Peter Landerl wandelt in seinen acht Erzählungen auf den Spuren dieser aufregenden Kulte, die aus Widerstand, Selbstvernichtung, Wunsch nach Transzendenz, Opposition und Lebenslust waghalsig zusammengesetzt sind. In der titelstiftenden Erzählung Blaustern berichtet der Erzähler melancholisch, wie seine Schwester verschwunden ist und mittlerweile an einem unbekannten Ort verwest. Garniert ist dieses Verschwinden mit den Zutaten einer scheinbar heilen Familie, die letztlich im entscheidenden Moment nur Fassungslosigkeit aufzubieten hat. Der Vater schlägt als Spontan-Therapie einen Besuch im Tiergarten vor, der Erzähler schlägt hilflos den letzten Freund der verschollenen Schwester zusammen, und der Blaustern verliert im leeren Zimmer sang- und klanglos eine seiner Blüten.
„Monty & Sarah“ ist der coole Dialog nach Ablauf der Beziehung. Wie in der Tele-Show „Herzblatt“ erzählen die beiden Ex-Liebenden in getrennten Interviews aus ihrer Sicht vom Verhältnis und der notwendigen Trennung. Zwischen Schutzbehauptung, Betroffenheit und Schadenfreude lassen die beiden durchblicken, daß ihre ehemalige Beziehung ein Lehrstück für das Leben gewesen ist, das offensichtlich der pure Zufall für sie ausgesucht hat.
„Cola und Oliven?“ sind die Fetische für einen langen Sommer voller Einsamkeit und Sehnsucht, der sich trotz aller Bemühungen nicht in den Griff kriegen läßt. Zwar werden ununterbrochen Songs angespielt, die ein punktuelles Zeitgefühl vermitteln sollen, aber die Arrangements der Unterhaltungs-Industrie reichen nicht an die Bedürfnisse des klagenden Individuums heran. So bleibt es bei Inszenierungsversuchen, in denen letztlich nur mehr der seltsam originäre Geschmack von Cola und Oliven als Erinnerung übrig bleibt.

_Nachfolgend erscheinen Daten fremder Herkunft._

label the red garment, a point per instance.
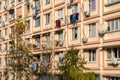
(58, 23)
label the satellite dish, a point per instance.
(114, 60)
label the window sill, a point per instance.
(74, 39)
(113, 31)
(91, 61)
(37, 26)
(109, 4)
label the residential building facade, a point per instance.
(53, 26)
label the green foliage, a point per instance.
(73, 67)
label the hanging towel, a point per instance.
(58, 22)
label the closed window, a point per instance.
(75, 8)
(112, 1)
(60, 13)
(47, 1)
(113, 52)
(37, 4)
(0, 61)
(48, 38)
(0, 48)
(19, 0)
(28, 25)
(6, 47)
(0, 20)
(60, 35)
(6, 32)
(113, 24)
(75, 33)
(47, 19)
(46, 57)
(92, 5)
(92, 30)
(37, 22)
(0, 6)
(12, 1)
(12, 30)
(6, 17)
(92, 55)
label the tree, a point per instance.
(72, 67)
(20, 56)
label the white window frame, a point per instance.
(47, 18)
(92, 5)
(74, 8)
(47, 1)
(75, 33)
(111, 53)
(92, 55)
(60, 14)
(92, 30)
(113, 24)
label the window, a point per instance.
(92, 30)
(28, 25)
(60, 13)
(48, 38)
(113, 52)
(0, 6)
(12, 30)
(113, 24)
(5, 31)
(5, 17)
(0, 47)
(112, 1)
(37, 41)
(6, 47)
(37, 22)
(0, 19)
(47, 1)
(92, 55)
(75, 33)
(19, 0)
(46, 57)
(0, 33)
(47, 19)
(92, 5)
(75, 8)
(37, 4)
(6, 3)
(12, 1)
(60, 35)
(0, 61)
(12, 15)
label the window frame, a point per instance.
(92, 55)
(92, 30)
(38, 22)
(75, 33)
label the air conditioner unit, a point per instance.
(84, 39)
(87, 13)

Rigide Eltern, die selbst keinen Plan fürs Leben haben, das weite Land der Liebe als Kampfarena mit sich selbst und den eigenen Wünschen sind weitere Motive und Handlungsträger.
Peter Landerls Erzählungen beinhalten aufrichtige Auseinandersetzungen mit schnellen Bildern und Songs, die sich oft schon während der Niederschrift in Ironie auflösen. In den Geschichten der Jugendlichen gibt es wenigstens Suche, Hoffnung und aufkeimende Selbstironie, während die Erwachsenenwelt implizit und explizit „nackte Scheiße“ ist. Blaustern ist ein wohltuend ehrliches und spannendes Buch, das auch Leser mit festen Vorstellungen auf ihrem Ritt durch den Lebenssinn zwischendurch kurz aus dem Sattel zu heben vermag.